Depuis plus d'une heure déjà, semblable au coursier-fantôme de la légende allemande, le cheval filait silencieusement dans l'espace, portant courbée sur son cou et cramponnée à sa crinière la jeune fille que, malgré tout son courage, la terreur commençait à envahir; les arbres échevelés fuyaient à droite et à gauche de la route, les accidents du paysage se noyaient dans les teintes mates de l'horizon.
Ce steeple-chase effroyable continuait avec la même vertigineuse rapidité; le cheval soufflait du feu par les naseaux; il faisait entendre des rauquements sourds et des ahans de fatigue; un nuage de fumée grisâtre l'enveloppait comme un linceul, et malgré les efforts de la jeune fille, il maintenait toujours cette allure affolée qui menaçait d'aboutir à une épouvantable catastrophe.
Cependant l'aspect du paysage peu à peu se modifiait, la route devenait meilleure, les arbres plus resserrés et plus touffus prenaient l'apparence d'une alameda, tout semblait présager qu'on approchait d'un pueblo ou du moins d'une ranchería; déjà se voyaient, à une assez courte distance, se détachant de la masse sombre de l'horizon sur laquelle ils tranchaient, ces murs en adobe, blancs et peu élevés qui, au Mexique, aux environs des villages, servent à clore les champs et les propriétés rurales.

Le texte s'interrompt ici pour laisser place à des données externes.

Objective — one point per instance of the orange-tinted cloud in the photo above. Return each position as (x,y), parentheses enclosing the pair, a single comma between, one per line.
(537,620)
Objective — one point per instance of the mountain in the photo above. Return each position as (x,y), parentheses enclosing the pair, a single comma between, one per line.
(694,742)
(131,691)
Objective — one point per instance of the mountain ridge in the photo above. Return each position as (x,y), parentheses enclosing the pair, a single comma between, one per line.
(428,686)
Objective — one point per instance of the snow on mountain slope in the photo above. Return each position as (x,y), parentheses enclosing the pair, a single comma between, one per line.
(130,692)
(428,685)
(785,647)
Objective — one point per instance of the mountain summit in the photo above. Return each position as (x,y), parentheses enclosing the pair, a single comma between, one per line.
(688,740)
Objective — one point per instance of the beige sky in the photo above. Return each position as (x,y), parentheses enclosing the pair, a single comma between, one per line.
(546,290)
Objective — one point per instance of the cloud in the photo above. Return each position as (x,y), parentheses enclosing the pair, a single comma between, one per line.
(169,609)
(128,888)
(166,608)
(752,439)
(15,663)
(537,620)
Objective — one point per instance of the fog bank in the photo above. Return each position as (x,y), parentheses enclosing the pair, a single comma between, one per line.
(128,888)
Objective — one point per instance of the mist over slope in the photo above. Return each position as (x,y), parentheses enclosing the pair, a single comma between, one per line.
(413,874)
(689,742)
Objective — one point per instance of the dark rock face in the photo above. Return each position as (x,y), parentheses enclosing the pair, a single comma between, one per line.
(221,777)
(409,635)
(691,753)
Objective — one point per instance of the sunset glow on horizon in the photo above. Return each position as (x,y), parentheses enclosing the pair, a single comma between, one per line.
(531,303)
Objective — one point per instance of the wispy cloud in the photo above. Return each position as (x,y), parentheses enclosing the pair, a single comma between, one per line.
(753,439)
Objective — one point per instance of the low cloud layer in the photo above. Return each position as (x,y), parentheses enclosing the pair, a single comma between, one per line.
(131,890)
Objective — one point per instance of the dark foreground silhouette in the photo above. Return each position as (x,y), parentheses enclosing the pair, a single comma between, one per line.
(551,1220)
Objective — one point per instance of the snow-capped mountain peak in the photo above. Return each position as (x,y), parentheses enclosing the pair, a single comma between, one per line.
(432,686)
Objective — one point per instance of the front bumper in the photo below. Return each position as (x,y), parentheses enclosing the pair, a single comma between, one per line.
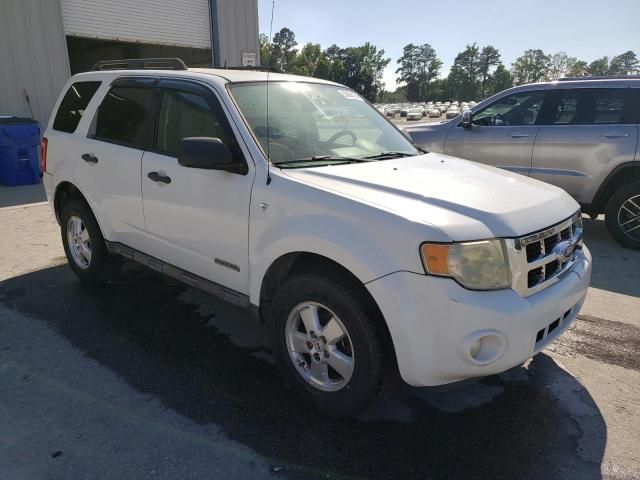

Miss Anna releva doucement la tête et jeta un regard anxieux autour d'elle, l'espoir lui remontait au cœur: les villageois quittent le lit de bonne heure pour aller soigner les bêtes au corral et commencer les durs travaux des champs. Tout n'était pas perdu; la jeune fille pouvait être sauvée, si Dieu, qui jusque-là l'avait si évidemment protégée, consentait une fois encore à lui venir en aide.
Cependant, à droite et à gauche du chemin, perdus dans la brume, commençaient à apparaître des ranchos épars çà et là, sentinelles perdues du village qui nécessairement ne devait pas être loin.
Peu à peu les ranchos se rapprochèrent à droite et à gauche, s'alignèrent de chaque côté de la route, puis enfin ils se joignirent et se soudèrent pour ainsi dire les uns aux autres, et formèrent une large rue. Miss Anna, toujours emportée par son cheval, entrait dans un pueblo.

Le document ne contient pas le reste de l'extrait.